Feedback from readers and radio-teacher listeners

10 Aug, 2018 - 00:08 0 Views

The ManicaPost

I receive numerous feed-back responses from keen readers of my education column in The Manica Post. Thank you very much. And as many from listeners of my radio English lessons! Thank you all! Continue to read and learn . . . listen and learn! Continue to give me feedback. The shorter they are, the easier they are to publish, which I will do from time to time. Here are a few of them:

Hello Radio Teacher:

My name is Oswald Timire.
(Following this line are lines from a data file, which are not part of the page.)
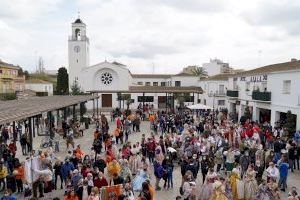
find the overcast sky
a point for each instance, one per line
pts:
(166, 34)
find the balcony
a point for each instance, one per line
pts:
(261, 96)
(217, 94)
(232, 93)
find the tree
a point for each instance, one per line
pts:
(200, 72)
(75, 89)
(290, 124)
(62, 87)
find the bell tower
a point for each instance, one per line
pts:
(78, 52)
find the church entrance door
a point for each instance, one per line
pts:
(107, 100)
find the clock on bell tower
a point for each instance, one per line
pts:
(78, 51)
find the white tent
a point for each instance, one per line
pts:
(199, 107)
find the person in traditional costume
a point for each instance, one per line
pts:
(139, 179)
(230, 159)
(234, 177)
(218, 192)
(264, 192)
(125, 171)
(207, 187)
(113, 168)
(250, 183)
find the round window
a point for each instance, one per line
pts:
(106, 78)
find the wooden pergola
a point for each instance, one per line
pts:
(33, 107)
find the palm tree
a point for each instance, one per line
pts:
(200, 72)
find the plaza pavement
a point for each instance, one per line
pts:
(86, 143)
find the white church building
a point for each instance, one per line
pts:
(110, 79)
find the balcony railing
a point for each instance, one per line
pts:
(261, 96)
(232, 93)
(217, 94)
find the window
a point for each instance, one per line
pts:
(286, 87)
(221, 102)
(106, 78)
(221, 89)
(146, 98)
(247, 86)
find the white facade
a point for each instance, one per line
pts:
(285, 99)
(269, 92)
(110, 78)
(216, 66)
(214, 93)
(40, 87)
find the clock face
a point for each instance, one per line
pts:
(77, 49)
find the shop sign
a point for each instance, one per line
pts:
(260, 78)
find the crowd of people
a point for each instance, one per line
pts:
(245, 160)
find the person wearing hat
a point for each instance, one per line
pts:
(66, 168)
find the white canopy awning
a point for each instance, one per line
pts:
(199, 107)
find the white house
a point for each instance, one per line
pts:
(112, 79)
(216, 66)
(37, 85)
(268, 91)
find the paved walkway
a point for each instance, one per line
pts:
(86, 143)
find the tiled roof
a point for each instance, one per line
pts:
(184, 74)
(160, 89)
(287, 66)
(151, 75)
(219, 77)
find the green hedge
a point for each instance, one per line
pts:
(8, 96)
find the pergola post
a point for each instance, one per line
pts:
(93, 107)
(14, 131)
(97, 107)
(193, 98)
(65, 114)
(57, 117)
(74, 112)
(33, 127)
(166, 102)
(143, 101)
(30, 133)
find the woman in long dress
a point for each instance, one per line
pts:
(233, 179)
(218, 192)
(250, 183)
(207, 188)
(139, 179)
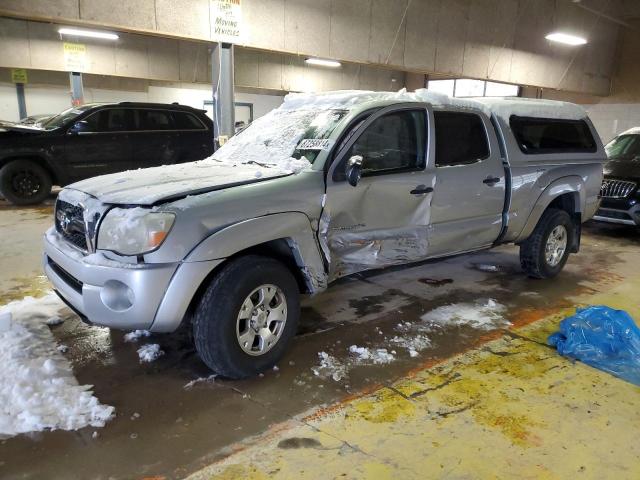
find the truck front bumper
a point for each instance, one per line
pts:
(620, 211)
(151, 297)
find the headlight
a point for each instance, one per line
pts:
(134, 231)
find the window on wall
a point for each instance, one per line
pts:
(467, 87)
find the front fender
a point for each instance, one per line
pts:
(293, 227)
(571, 184)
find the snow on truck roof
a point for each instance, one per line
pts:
(500, 106)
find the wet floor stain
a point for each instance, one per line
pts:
(299, 442)
(435, 282)
(371, 304)
(312, 321)
(21, 287)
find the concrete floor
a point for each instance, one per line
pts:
(474, 405)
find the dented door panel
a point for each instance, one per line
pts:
(379, 222)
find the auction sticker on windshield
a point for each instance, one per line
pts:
(314, 144)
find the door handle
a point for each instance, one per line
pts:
(491, 181)
(421, 190)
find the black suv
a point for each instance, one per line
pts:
(620, 194)
(96, 139)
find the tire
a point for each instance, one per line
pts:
(218, 328)
(533, 255)
(24, 182)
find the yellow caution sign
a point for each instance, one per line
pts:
(18, 75)
(75, 57)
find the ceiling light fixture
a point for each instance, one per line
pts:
(323, 63)
(88, 33)
(566, 38)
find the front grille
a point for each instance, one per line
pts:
(616, 188)
(70, 224)
(613, 214)
(69, 279)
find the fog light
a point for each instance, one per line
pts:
(117, 296)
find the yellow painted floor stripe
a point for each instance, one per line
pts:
(511, 408)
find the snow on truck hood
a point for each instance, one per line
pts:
(149, 185)
(267, 148)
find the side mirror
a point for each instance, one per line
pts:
(79, 127)
(353, 170)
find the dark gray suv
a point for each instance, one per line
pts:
(96, 139)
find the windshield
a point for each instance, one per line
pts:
(62, 118)
(624, 147)
(282, 137)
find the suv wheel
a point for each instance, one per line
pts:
(24, 182)
(246, 317)
(545, 252)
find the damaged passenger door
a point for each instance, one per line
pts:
(376, 210)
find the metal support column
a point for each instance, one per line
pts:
(22, 104)
(223, 96)
(77, 90)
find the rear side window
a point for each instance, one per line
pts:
(552, 135)
(155, 120)
(186, 121)
(461, 138)
(394, 142)
(110, 120)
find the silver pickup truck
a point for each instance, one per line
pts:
(322, 187)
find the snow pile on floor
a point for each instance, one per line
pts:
(149, 353)
(484, 314)
(136, 335)
(37, 388)
(330, 367)
(415, 342)
(371, 355)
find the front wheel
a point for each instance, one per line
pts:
(545, 252)
(24, 182)
(246, 317)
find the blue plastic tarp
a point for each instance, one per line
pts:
(604, 338)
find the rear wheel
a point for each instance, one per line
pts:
(246, 317)
(545, 252)
(24, 182)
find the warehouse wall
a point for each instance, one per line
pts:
(620, 110)
(48, 92)
(35, 45)
(501, 40)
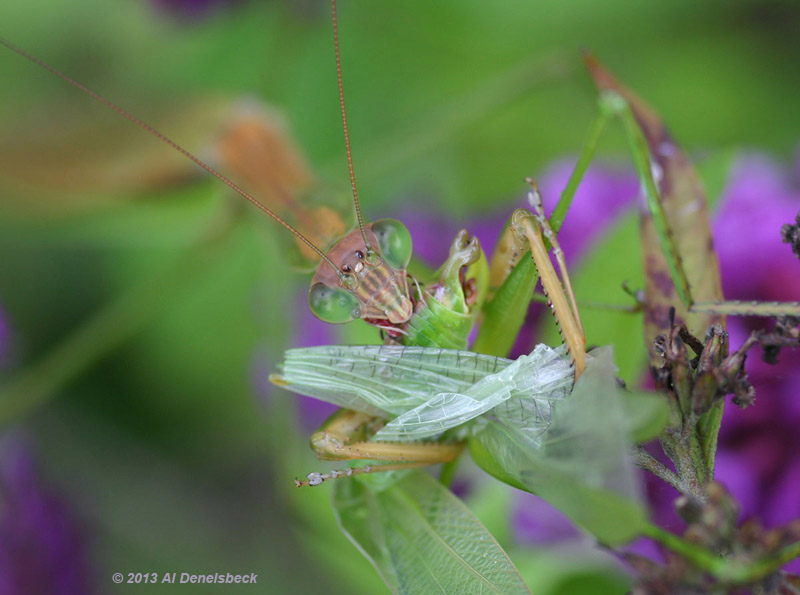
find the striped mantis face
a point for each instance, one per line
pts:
(552, 414)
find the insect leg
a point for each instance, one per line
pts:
(344, 437)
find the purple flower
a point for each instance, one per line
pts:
(42, 548)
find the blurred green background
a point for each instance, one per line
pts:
(138, 343)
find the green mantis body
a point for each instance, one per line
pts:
(439, 315)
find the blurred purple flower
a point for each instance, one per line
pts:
(42, 549)
(759, 448)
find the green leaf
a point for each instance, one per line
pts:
(422, 539)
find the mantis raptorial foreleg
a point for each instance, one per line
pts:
(344, 436)
(531, 232)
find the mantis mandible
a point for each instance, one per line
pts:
(364, 276)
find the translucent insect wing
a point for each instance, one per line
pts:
(580, 463)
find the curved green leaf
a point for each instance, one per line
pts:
(422, 539)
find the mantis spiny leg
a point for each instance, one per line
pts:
(343, 438)
(558, 289)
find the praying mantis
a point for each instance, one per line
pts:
(529, 230)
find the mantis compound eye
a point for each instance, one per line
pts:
(332, 305)
(394, 240)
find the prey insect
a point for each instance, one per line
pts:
(552, 422)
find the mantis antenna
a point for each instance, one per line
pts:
(180, 149)
(370, 251)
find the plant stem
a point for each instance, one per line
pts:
(727, 570)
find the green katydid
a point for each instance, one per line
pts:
(445, 309)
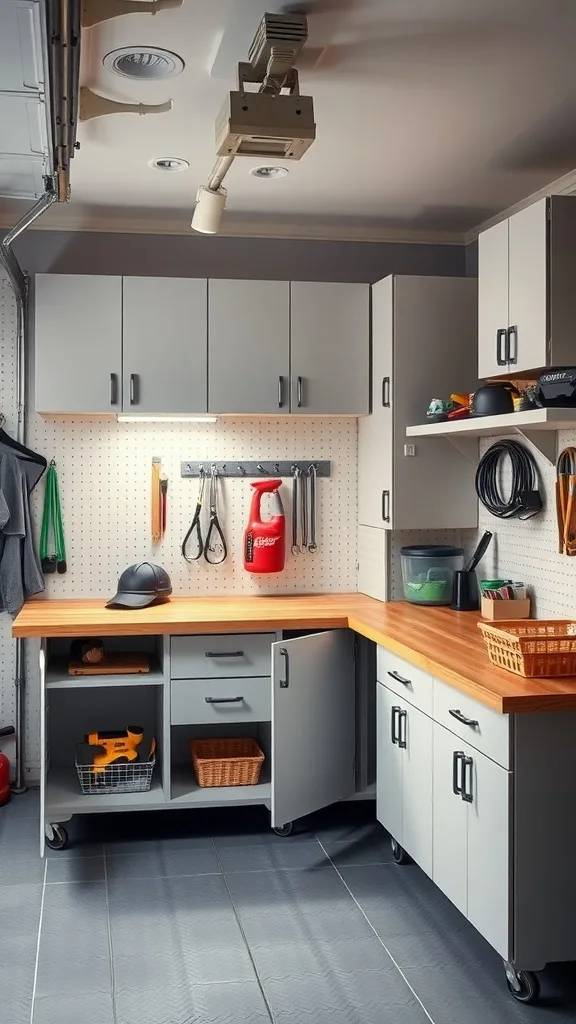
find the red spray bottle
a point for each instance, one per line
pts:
(264, 542)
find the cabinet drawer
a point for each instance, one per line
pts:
(221, 655)
(405, 679)
(216, 700)
(488, 731)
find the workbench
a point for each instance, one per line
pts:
(474, 768)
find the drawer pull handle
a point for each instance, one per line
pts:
(223, 699)
(224, 653)
(462, 718)
(400, 679)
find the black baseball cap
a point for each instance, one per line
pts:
(140, 586)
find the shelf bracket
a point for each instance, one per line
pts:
(544, 440)
(466, 445)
I am an English teacher in a rural secondary school around Mutare. I am an avid listener of your programme, The Radio Teacher. Since I started tuning in to it, my knowledge of English language has grown leaps and bounds and my interest in teaching it, remarkably higher. You reveal a lot of errors we have been making even as teachers for a very long time. Thank you very much MM. For me the commonest I have been making is, “She has a fine structure.” You said it must be “She has a fine figure.” I did not know this myself. Thank you for this one and many more. We now buy The Manica Post every week for your English and I tune in to the Radio Teacher every Thursday night.

MM REPLIES:

Dear Mr Timire

You flatter me with your remarks. Thank you sir! You are one in a million teachers. You are open to new knowledge acknowledging good teachers are keen learners. Most English teachers I know don’t want anyone to open up to new ideas and knowledge and hate being corrected.  Continue to be in touch with me and let me know if there are any other areas of English language teaching or learning you may want me to pay attention to.

Hi MM

Thanks for scintillating columns in The Manica Post and The Radio Teacher Programme on Diamond FM. You love the word ‘‘scintillating.’’ It is now my word too. Why don’t you give us one hour of the radio teacher?

I have learnt a lot of English from you and have encouraged my biological children and those that I teach to follow and like you in The Manica Post and on radio. My name is Florence Tuso. I am a teacher in Rusape.

MM REPLIES:

Thank you Miss or Mrs Florence Tuso. Indeed scintillating to hear you are scintillated by the word ‘‘scintillating’’. Above all that, I feel extremely grateful that I have been so much influence on your career. Don’t stop reading The Manica Post and listening to The Radio Teacher. I do not tell my Radio ‘‘boss’’ (He does not want to be called boss), the time I want on my programme. But you are free to request more time from him directly. I will be there all for you. So far I love the 30 minutes . . . short and sweet!

Dear Radio Teacher

I am an English teacher privately furthering my studies in English and Communication. I am awed by your Manica Post English columns and have been for a very long time. Now you are teaching on radio! What a fantastic idea! I now know about ‘‘irregardless.” Thank you very much. The error is abundantly clear. I was listening to your explanation on radio. Did you also say we cannot say ‘‘Spellings’’? There is no word like ‘Corrections’ as well? Please explain. I am Morris (your namesake) Munditorawo. I am an English teacher. (Name of school given).  Please don’t publish the name of my school.

MM REPLIES:

Hello Sazita! If you are my sazita you ought to have known answers to your questions. Not exactly! Listen Morris, and listen hard hey! The process of making pupils learn how to spell words by writing them down as a test of this ability cannot be “Spellings”, but spelling. Why? Because, what are they doing? They are spelling. (Active . . . verb ‘‘spelling’’) They are not spellings. It simply makes no sense. Of course there is a word ‘‘Corrections’’ but these are made by the teacher using his or her red pen to indicate in the exercise book or on a student’s script what is wrong and perhaps how to correct it, not the pupil. These, made by the teacher, are ‘‘corrections’’.

The process of correcting what is wrong is simply ‘correction’, not ‘corrections’. So when the pupils correct the wrong tenses, spelling etc, they are doing correction. They must therefore write as their heading, CORRECTION, not CORRECTIONS . . . the same way they would write REVISION, not REVISIONS. 

I hope this makes sense. If it does not, don’t worry; one day it will. May be you need to ask a knowledgeable friend to assist you to understand this.

Enjoy learning English. It is a lot of fun, is it not?